Voices of Change conference impacts students

Students+create+posters+to+promote+the+Voices+of+Change+virtual+conference.+These+posters+were+put+around+the+school+to+encourage+students+to+attend.+

Photo submitted by Cornelius Rish

Students create posters to promote the Voices of Change virtual conference. These posters were put around the school to encourage students to attend.

Mackenzie Vang, Playlist Reporter

Cultural Liaison Cornelius Rish and several other student leaders held a virtual conference called The Voices of Change conference on April 16. This was intended to openly communicate to school administration about issues that involve the school environment regarding racism, inequality, the structure of the curriculum and more.

Junior Rachel Dagbovie attended the conference and was able to discuss and learn about her experiences.

“During the conference, we brought up racial disparities in our school. We talked about the importance of having more BIPOC staff members so that students feel more comfortable,” Dagbovie said. “We also discussed what it feels like to be a BIPOC student in a predominantly white school and the challenges we face. We focused on solutions to these challenges.”

Many students gathered and shared their thoughts about important topics and gathered new perspectives about real-world issues. This was an opportunity for students to learn more from their peers and their experiences, as well as listening to people and their conversations.

Dagbovie heard similar ideas regarding racism. “A big issue we addressed is racism. Many BIPOC students, including myself, have witnessed a plethora of incidents that have been pushed under the rug by the administration.”

The energy around a school environment is crucial, especially to discuss the impact school communities can have on students of color. It’s important to understand and see how these ideas are connected, since school should be a safe environment for students to be comfortable in. The Voices of Change virtual conference not only discussed topics of racism and culture but also how a school setting can contribute to negative things regarding those topics.

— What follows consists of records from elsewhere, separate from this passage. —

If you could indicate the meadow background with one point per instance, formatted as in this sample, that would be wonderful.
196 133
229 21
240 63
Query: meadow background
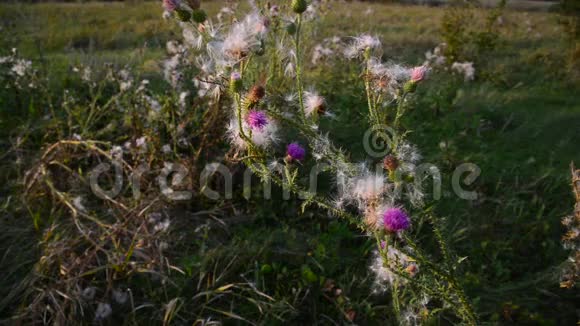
519 121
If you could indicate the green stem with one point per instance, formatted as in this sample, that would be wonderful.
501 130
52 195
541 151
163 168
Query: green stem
299 86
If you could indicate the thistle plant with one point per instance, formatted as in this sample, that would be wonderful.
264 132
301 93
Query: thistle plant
241 60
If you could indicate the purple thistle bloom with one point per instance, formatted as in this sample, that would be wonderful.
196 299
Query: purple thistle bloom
256 119
170 5
418 74
395 220
295 152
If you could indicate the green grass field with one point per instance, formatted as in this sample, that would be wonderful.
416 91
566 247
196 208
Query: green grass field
519 121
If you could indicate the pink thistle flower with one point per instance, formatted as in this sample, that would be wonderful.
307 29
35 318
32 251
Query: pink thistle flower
418 74
170 5
295 151
256 119
395 219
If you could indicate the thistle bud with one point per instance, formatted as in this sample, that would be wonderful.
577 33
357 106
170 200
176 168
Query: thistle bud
410 86
259 51
412 269
182 15
299 6
236 82
291 28
255 94
390 163
194 4
295 152
199 16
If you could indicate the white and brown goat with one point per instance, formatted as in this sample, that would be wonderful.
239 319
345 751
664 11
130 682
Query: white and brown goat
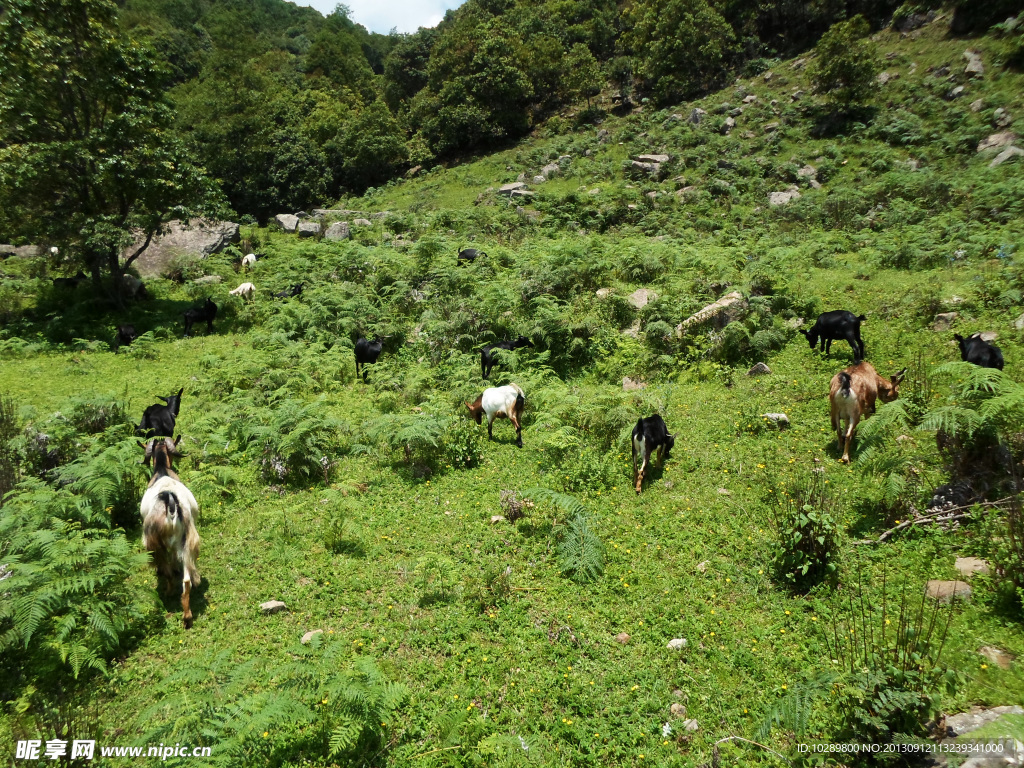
169 511
852 395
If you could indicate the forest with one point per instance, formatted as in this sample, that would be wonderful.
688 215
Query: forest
662 197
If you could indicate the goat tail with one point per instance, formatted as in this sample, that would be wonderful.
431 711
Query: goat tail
844 383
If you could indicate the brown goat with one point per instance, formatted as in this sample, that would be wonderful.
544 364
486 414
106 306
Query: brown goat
169 511
852 395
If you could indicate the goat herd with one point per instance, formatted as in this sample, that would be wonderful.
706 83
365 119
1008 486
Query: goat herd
169 509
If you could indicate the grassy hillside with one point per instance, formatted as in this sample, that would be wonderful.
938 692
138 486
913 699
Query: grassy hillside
368 508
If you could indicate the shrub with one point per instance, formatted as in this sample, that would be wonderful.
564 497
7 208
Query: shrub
807 537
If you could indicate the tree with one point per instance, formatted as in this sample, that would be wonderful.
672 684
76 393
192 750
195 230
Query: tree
680 46
847 64
583 76
87 160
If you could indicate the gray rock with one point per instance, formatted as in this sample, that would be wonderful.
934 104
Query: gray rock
968 566
287 221
997 655
974 66
197 237
945 591
1008 154
631 385
641 297
995 140
511 187
779 421
338 230
784 197
272 606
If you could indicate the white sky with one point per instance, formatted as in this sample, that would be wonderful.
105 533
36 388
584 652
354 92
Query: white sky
383 15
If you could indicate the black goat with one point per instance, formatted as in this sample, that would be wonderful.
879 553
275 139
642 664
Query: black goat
487 359
291 292
71 283
837 326
468 256
366 353
159 420
126 335
650 434
204 313
975 349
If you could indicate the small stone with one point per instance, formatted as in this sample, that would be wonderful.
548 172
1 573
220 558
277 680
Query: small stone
779 421
310 635
272 606
995 140
631 385
996 655
1003 157
944 591
968 566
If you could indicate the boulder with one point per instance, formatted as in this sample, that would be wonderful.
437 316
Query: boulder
511 187
721 311
287 221
338 230
944 591
996 140
779 421
1008 154
197 237
974 66
968 566
641 297
784 197
272 606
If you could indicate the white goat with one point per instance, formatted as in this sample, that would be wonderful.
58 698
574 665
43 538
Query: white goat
246 291
169 511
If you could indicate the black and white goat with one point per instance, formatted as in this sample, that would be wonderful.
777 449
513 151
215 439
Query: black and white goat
650 434
169 511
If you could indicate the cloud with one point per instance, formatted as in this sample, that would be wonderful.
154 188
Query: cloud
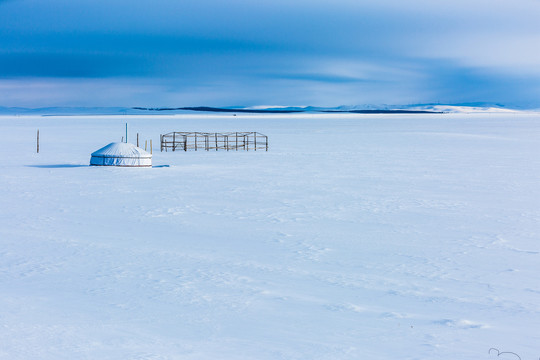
247 52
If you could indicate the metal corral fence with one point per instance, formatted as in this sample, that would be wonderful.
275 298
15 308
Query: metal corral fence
184 141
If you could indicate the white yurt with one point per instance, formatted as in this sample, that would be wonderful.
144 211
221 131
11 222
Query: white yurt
121 154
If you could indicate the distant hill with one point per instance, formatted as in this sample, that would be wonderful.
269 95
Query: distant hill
355 109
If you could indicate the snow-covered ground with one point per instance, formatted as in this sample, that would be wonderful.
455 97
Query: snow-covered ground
354 237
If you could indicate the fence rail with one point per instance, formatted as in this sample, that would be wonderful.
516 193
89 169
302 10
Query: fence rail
230 141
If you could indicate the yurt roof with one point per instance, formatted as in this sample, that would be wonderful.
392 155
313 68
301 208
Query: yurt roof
121 150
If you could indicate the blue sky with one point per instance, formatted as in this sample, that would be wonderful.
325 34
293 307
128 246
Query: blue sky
239 52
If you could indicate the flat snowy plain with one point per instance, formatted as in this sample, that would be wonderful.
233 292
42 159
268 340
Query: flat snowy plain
353 237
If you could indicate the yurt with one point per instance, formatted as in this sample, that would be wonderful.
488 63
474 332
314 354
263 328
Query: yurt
121 154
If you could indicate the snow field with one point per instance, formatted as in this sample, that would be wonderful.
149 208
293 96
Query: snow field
355 236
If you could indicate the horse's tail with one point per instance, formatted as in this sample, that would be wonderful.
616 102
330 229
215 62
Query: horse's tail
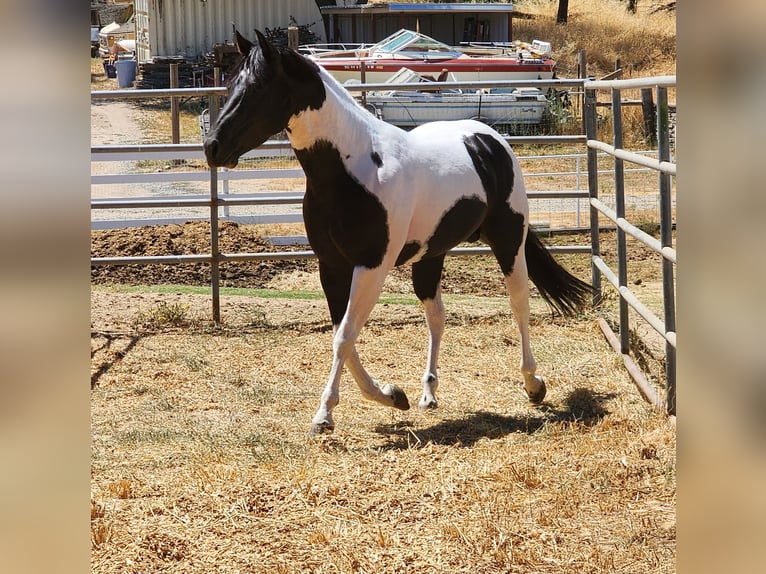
560 289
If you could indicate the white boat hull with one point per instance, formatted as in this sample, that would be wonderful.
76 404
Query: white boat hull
409 109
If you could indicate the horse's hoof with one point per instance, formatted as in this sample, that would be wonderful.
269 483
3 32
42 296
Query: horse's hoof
537 396
320 429
428 404
398 396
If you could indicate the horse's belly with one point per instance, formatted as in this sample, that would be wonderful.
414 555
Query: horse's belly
436 232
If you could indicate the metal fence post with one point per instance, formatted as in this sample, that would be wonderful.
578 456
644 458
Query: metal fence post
589 117
215 276
619 204
666 239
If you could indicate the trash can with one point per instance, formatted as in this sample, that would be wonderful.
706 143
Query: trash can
126 72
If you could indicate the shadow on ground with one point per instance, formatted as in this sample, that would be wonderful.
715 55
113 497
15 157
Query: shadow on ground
581 406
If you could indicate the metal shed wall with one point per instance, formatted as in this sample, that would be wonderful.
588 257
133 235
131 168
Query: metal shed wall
189 28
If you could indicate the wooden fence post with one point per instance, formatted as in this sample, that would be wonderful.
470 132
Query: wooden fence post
650 116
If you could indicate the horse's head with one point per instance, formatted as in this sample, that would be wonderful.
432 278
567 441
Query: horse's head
271 86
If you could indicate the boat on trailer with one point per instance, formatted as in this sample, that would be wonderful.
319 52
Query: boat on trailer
470 62
495 106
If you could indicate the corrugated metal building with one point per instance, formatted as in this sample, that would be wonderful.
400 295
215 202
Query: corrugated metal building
190 28
451 23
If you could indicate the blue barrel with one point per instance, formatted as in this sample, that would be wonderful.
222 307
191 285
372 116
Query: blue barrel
126 72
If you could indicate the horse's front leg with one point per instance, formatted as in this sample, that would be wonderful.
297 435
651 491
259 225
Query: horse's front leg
366 285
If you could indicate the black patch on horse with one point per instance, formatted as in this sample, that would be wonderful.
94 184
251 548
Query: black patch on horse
503 228
458 224
345 223
408 252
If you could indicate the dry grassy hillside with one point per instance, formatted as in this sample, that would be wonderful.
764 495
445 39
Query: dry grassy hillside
645 42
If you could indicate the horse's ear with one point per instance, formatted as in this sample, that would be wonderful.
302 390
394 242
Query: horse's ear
267 49
243 44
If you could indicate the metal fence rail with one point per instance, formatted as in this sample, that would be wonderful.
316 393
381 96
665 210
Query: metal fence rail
665 169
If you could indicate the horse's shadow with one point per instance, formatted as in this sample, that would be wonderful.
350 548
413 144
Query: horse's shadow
581 406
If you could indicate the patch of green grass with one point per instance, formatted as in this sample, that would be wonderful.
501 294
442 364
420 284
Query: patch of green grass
163 315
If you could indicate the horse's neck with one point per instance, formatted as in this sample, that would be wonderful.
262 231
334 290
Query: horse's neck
340 120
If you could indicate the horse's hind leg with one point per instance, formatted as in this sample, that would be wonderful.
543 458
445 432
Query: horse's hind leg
517 284
506 236
426 280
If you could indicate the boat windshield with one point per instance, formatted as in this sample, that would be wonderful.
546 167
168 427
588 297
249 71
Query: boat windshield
413 44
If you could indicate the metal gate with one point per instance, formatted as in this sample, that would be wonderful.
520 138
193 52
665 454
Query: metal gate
666 169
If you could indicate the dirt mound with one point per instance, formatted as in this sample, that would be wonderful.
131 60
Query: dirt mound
186 239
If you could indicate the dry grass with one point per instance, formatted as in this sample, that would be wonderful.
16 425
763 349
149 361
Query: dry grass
645 43
201 461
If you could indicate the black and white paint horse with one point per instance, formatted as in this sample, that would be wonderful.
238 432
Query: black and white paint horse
378 196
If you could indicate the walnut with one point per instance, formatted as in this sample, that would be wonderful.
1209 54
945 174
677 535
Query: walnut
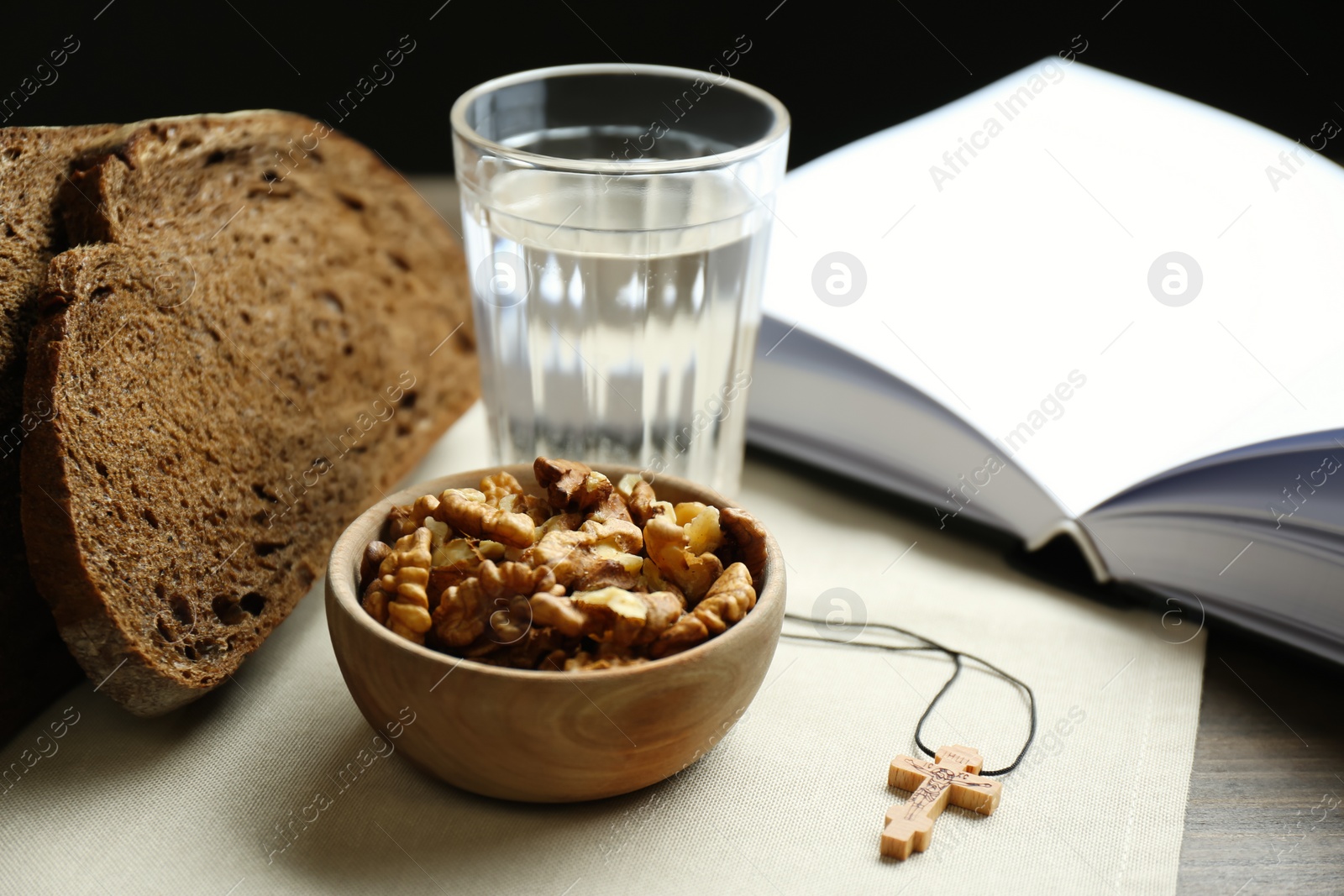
468 512
488 600
369 563
571 485
559 523
612 508
640 499
609 616
591 577
499 486
652 579
454 562
407 519
745 542
585 661
727 600
396 597
580 562
400 521
669 544
702 527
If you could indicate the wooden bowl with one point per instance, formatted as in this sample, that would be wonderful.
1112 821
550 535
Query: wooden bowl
546 736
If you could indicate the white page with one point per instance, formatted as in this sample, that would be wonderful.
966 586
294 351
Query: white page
1032 262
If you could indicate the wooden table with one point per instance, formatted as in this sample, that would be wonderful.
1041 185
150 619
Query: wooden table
1267 792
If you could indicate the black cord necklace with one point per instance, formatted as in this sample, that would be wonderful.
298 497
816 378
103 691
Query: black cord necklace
927 644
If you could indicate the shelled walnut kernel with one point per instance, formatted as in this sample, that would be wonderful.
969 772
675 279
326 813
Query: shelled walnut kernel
580 574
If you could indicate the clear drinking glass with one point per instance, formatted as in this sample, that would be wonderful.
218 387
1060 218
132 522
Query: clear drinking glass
616 221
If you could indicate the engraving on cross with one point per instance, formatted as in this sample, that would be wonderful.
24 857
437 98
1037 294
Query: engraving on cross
953 775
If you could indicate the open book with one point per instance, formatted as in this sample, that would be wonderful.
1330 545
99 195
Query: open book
1074 304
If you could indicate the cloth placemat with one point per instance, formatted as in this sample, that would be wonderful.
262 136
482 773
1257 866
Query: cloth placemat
790 801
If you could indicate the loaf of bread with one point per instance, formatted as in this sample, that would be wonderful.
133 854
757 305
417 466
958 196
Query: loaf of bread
255 331
34 663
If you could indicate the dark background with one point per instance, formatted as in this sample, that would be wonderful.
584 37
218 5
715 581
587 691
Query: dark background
843 69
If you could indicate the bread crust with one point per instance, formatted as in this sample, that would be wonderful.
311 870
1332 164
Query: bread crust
34 663
161 504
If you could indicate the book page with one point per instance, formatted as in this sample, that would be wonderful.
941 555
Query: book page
1104 278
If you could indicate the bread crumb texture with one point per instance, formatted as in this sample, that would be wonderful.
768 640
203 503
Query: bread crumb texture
244 347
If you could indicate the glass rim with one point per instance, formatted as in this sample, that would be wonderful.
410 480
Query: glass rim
665 165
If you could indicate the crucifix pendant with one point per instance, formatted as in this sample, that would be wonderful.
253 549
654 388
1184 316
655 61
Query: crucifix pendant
953 775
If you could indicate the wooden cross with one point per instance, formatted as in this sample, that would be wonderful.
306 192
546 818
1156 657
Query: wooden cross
953 774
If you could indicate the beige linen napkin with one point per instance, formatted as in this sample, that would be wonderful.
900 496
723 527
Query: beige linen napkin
790 801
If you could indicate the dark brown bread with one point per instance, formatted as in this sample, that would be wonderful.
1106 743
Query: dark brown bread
34 163
259 331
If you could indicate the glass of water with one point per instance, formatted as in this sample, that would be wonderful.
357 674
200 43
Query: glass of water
616 221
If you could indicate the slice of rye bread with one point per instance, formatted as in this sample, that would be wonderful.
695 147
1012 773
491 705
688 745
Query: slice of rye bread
34 163
259 331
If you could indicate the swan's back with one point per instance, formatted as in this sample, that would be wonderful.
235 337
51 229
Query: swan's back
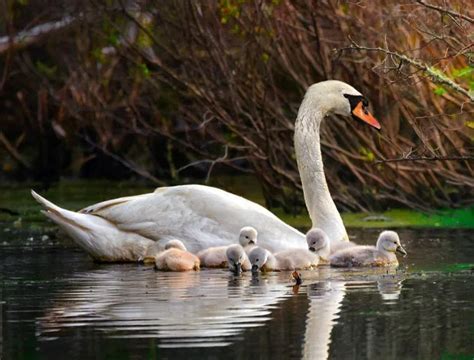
200 216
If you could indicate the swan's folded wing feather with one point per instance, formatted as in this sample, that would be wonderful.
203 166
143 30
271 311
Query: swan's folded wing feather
200 216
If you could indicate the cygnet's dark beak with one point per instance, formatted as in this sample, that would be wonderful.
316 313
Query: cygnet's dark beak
237 268
401 250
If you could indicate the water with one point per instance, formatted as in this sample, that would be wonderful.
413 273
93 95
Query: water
56 303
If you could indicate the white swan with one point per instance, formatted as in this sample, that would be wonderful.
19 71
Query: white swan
201 216
383 254
290 259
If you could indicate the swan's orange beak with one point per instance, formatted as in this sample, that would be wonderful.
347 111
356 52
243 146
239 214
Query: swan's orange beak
363 114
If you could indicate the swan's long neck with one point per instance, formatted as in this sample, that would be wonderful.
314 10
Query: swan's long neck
321 207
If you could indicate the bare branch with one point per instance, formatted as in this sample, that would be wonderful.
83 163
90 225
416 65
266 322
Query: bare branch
27 37
436 75
446 11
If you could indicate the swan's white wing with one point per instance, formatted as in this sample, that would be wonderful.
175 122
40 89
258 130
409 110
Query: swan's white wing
200 216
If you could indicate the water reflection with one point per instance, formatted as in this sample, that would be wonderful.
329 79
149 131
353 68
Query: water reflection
197 309
207 308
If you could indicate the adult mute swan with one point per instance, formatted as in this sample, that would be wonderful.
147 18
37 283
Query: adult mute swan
202 216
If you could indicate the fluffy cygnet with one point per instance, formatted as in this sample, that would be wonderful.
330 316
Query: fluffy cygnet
291 259
248 238
383 254
318 243
175 257
215 257
237 259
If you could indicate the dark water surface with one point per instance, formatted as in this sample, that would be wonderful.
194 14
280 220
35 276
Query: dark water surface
55 303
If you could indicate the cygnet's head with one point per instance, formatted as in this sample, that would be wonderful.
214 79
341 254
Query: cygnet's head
389 241
248 236
318 242
235 257
337 97
258 257
175 244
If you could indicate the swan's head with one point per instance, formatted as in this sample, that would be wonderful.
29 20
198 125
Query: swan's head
175 244
258 257
318 242
389 241
337 97
235 257
248 236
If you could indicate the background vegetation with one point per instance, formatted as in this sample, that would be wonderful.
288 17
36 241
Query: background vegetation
171 90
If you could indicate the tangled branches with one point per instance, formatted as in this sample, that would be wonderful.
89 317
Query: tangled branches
172 87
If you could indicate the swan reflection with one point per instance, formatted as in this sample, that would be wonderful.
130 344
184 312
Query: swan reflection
198 309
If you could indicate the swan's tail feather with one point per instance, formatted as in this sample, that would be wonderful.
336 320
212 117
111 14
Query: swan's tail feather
101 239
81 227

“The school’s actions toward this act of change could very much change the relationship they have with the BIPOC students of the school because there will students who will be more willing to come to the staff about these issues,” sophomore Faith Yang said.

It’s important to focus on these issues especially with all the social injustices going on in the world. We need to amply the voices of our POC students and make them feel heard particularly because they also feel ignored outside of school.”

There has been evidence of disparities in school along with education and income gaps. For instance, teachers might be less likely to spot Black students who excel academically. Data from an Early Childhood Longitudinal Study found that colleagues found Black students 54 percent less likely than white students to be recommended for gifted education programs, after adjusting factors such as standardized test scores. The outcomes impact how students learn greatly, which is why it is important to focus on these issues.

“It’s important to keep students educated about these sensitive topics because once they graduate and go out into the world, they’ll likely interact with people with different experiences and points of view, hence why it’s important for them to hear diverse voices and learn how to be open and compassionate,” Dagbovie explained.

According to data from the CDN, students of color are often concentrated in schools with fewer resources. Because schools with 90 percent or more students of color spend about $733 less per student per year than schools with 90 percent or more white students. These kinds of statistics show how schools have a divide, and because of these divides, it has major effects on students of color. Together students can work together on these issues to have a better idea moving forward can change our community.

“The school could help by announcing and spreading the word with just as much enthusiasm as the SLC at Stillwater is giving,” Yang said.

The importance of listening and amplifying the voices of the BIPOC student community is the first step people can take. As a whole, to take action and spread awareness creates changes for the better in the community and school.